The PBS News Hour has broken a story that’s really not news at all to any small business owner: some, if not all, of the reviews that can be found on Yelp, Angie’s List, and similar websites are not entirely true. For a few dollars, you can have someone write your business’ praises online, even if they have no idea where you’re located, what you do, or the true level of quality service you provide to your customers.
This can be disheartening, particularly if you’re an honest business owner who’s trying to play by the rules. There’s good news: increased awareness of the presence of fraudulent reviews has led review sites to become more vigilant in their efforts to identify and remove them; additionally, customers are becoming more savvy and take even the most glowing five-star reviews with a grain of salt.
That being said, reviews and testimonials still have a lot of value. Potential customers really want to know what other people think of your products and services – provided, of course, that these reviews are authentic, from real people, who have really done business with you.
Here are some strategies you can use to reassure potential customers that your testimonials and reviews are actually authentic:
If a picture’s worth a thousand words, video is worth a million. Video testimonials are powerful selling tools in part because people find it easier to believe someone they can see for themselves. Actively solicit video testimonials, and when you can capture these, share them on social media, your website, and your YouTube channel.
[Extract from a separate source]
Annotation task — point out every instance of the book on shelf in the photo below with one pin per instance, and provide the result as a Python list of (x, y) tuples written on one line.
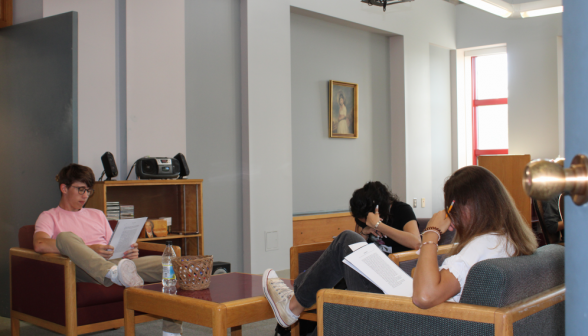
[(369, 261)]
Whenever a customer comments positively on your social media, capture an image of that post so you can share it with your other fans. The fact that users can click through and see the positive commentary comes from a real person helps tremendously. Don’t be afraid to ask your fans and followers for testimonials or reviews – people love to share their feedback.
A Notarized Sworn Statement:
Over the top? Absolutely. But getting a notary public to endorse the testimonial you’re sharing has in fact authentic provides inarguable evidence that your business is pretty good. This old-school technique had a burst of popularity in the late 70’s – but who’s to say it doesn’t have a role to play in the world of social media?